Das Rennen um den nächsten Generalsekretär der Vereinten Nationen hat nach einer zweiten informellen Umfrage des Sicherheitsrats neue Entwicklungen erlebt. Carolyn Rodrigues-Birkett, die derzeitige Botschafterin von Guyana bei der UNO, belegte den ersten Platz und übertraf die Costa Ricanerin Rebeca Grynspan, die die erste Umfrage im Juli geleitet hatte. Der argentinische Diplomat Rafael Grossi, derzeit Generaldirektor der Internationalen Atomenergie-Agentur (IAEA), blieb im Rennen, sah sich jedoch mit zunehmender Opposition konfrontiert, mit sechs Stimmen gegen ihn im Vergleich zu nur zwei in der vorherigen Runde.
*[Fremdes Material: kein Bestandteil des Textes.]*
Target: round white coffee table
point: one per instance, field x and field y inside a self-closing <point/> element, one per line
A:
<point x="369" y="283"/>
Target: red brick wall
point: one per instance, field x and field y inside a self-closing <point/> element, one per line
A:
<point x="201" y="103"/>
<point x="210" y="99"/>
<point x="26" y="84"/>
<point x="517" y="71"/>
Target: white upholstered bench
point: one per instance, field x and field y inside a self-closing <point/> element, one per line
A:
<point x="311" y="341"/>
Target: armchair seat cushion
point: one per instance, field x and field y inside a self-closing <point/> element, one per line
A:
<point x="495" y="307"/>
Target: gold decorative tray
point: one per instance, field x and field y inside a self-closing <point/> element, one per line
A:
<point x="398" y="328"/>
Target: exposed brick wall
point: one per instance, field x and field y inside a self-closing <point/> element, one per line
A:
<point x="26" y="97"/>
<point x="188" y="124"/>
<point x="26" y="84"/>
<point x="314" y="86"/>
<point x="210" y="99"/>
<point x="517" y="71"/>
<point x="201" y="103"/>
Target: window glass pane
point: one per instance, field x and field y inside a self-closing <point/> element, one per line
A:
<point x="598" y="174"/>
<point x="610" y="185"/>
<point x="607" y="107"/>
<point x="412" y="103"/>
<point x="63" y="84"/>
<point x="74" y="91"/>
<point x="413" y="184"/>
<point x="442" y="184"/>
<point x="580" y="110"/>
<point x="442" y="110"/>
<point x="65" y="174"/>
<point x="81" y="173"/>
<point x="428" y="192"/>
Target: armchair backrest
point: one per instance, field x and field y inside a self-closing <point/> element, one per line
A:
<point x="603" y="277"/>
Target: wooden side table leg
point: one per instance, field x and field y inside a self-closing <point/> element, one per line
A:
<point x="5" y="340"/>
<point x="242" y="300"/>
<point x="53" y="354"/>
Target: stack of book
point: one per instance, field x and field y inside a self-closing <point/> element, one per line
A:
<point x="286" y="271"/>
Die Ergebnisse unterstreichen die wechselnde Dynamik unter den Kandidaten, obwohl diese informellen Umfragen keine offizielle Wahl darstellen.
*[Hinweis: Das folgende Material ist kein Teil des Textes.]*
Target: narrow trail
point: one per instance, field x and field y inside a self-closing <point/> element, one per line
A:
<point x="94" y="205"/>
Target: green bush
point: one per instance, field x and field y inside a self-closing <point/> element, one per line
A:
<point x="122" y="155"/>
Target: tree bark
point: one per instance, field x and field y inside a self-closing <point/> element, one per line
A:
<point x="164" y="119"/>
Tendenz-Einschätzung (Mitte): Der Artikel präsentiert den laufenden Wettbewerb um die Position des UN-Generalsekretärs, ohne offen eine bestimmte Kandidatin zu unterstützen.

Warum Faktentreue (85): The article provides specific details about the second informal vote by the Security Council, mentioning names like Carolyn Rodrigues-Birkett, Rebeca Grynspan, and Rafael Grossi, along with their respective votes and opposition numbers. These details align with what would be expected from a cross-so

Warum Objektivität (65): The article includes a section titled 'Esto no les gusta a los autoritarios' which introduces an opinionated statement about authoritarian figures being bothered by professional journalism. This adds a subjective tone and commentary beyond the factual reporting.